Sunday May Be Sacred, But Church Is Not

Sunday

by Sarai Rice

“I only have my son every other weekend and he doesn’t like church, so I don’t come those Sundays.”

This is the voice of a church member attending a committee planning session I recently led. She was clearly an active member, committed enough to the life of her congregation to spend 4½ hours talking on a gorgeous late summer Sunday when she could have been outside playing. But, as you can see, she only attends church every other Sunday at best. For her and many others, Sunday morning church attendance no longer is a primary identifier of active membership. It is now just one way among many of being active, and for some it may even not be important at all.

We all know about the role of youth sports in this shift away from Sunday morning worship attendance. When my children, now 30-somethings, were young, they played competitive soccer. And we knew that, if they played in a weekend tournament and won several times, they would end up playing in the finals on Sunday morning. But it took a lot of winning to get there! Two years ago, when my husband’s nine-year-old grandson took up wrestling as a sport, he practiced on Sunday morning.

It’s not just sports

But the shift away from Sunday morning church is about more than sports. I first noticed the phenomenon many years ago, not in a large, activity-rich city but in a small, rural Iowa town. One active family, whose children were grandchildren of the matriarch, often spent summer Sundays at the lake three miles from town! (In other words, they weren’t so far away that they couldn’t have made it back if they’d wanted to.) A young couple often visited family on weekends. Even older adults traveled to see the sights or visit grandchildren or stay with siblings who had health issues. The older adults always let people know when they were going to be out of town. The point is that even they, Sunday morning stalwarts, were somewhere else several Sundays a year.

And as I’ve started to talk about this behavior shift in my workshops, I can see that there is more going on than just the replacement of one kind of activity with another. Whenever I talk about worship attendance, people instantly own up to using their Sunday mornings to “just sit,” or “just hang out with my partner,” or “just play with my children.” They are treating Sunday as sacred, but in an era when children’s play time is scheduled while adult time off is not, what they need most is time to just stop, and church apparently feels more like doing than it feels like stopping. People are desperately seeking Sabbath, if by Sabbath we mean times of rest and freedom from work, but for many, Sabbath no longer looks like the structured religious rituals common to church.

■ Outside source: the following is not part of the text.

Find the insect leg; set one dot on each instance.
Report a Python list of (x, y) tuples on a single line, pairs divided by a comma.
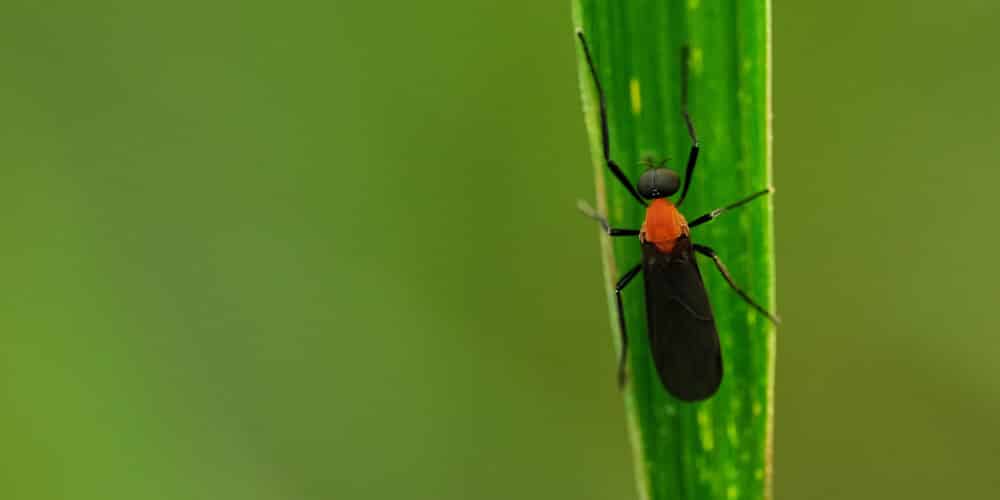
[(605, 139), (584, 208), (719, 211), (695, 146), (708, 252), (623, 356)]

So what is the church to do?

Well, one solution, obviously, is to cling to Sunday morning as the only appropriate time for worship. Congregations who pursue this path may find themselves asking either “What’s wrong with her,” about the person who doesn’t come as often as they would like, or “What’s wrong with us,” if their perception is that people are still going somewhere every Sunday but, since they’re not here, they must be somewhere else. Sadly, as they pursue who’s at fault, they may never realize that nothing is wrong with anyone. Behavior patterns have simply shifted over time.

Offering other choices

Another option, though, might be to provide an opportunities for worship at times other than Sunday morning. In 2006, for example, I lived three blocks from the cathedral in St. Paul, Minnesota, and I stopped to pray every morning on my way to work. I realize that this might not count as worship to everyone since there was nothing communal about it, but I had a ritual, I was never alone, and this was a worship time that I could manage because it was literally on the shortest route from my home to my job. If we think of Sunday as the only appropriate time for worship (a perception Catholics discarded generations ago), we are essentially giving up on all the people for whom Sunday morning either never worked or works no longer.

And speaking of what counts as worship, perhaps it doesn’t always need to look like a traditional/contemporary/alternative combination of performance, preaching, and prayers.  Can worship look like praying by myself as others pray in other parts of the space? Can it look like Bible study at a coffee shop? Like theological discussion on Facebook? Like occasional rather than weekly gatherings? Like a prayer walk with friends? Like quiet time at home with children that is supported by online lessons for parents?

Obviously, the combination of Sunday and church is still sacred for many. For them, Sunday morning worship is still here, just as it has always been. But at least for now, attendance at Sunday morning worship doesn’t work for many people, most of them not atheists. We can sit in our pews and wait for the world to change back to the way it was, or we can find new ways to encounter all these children of God who would love to talk to God or even talk to us about God but who may never join us in church on Sunday morning.

Sarai Rice is a Presbyterian minister and a retired non-profit executive. She consults with congregations on a variety of issues, including planning, staffing, and governance. Sarai loves to work with congregations that are exploring anew their role in the community as well as congregations seeking new energy in the face of decline. She has a deep commitment to the notion that human institutions should work well for the people they serve.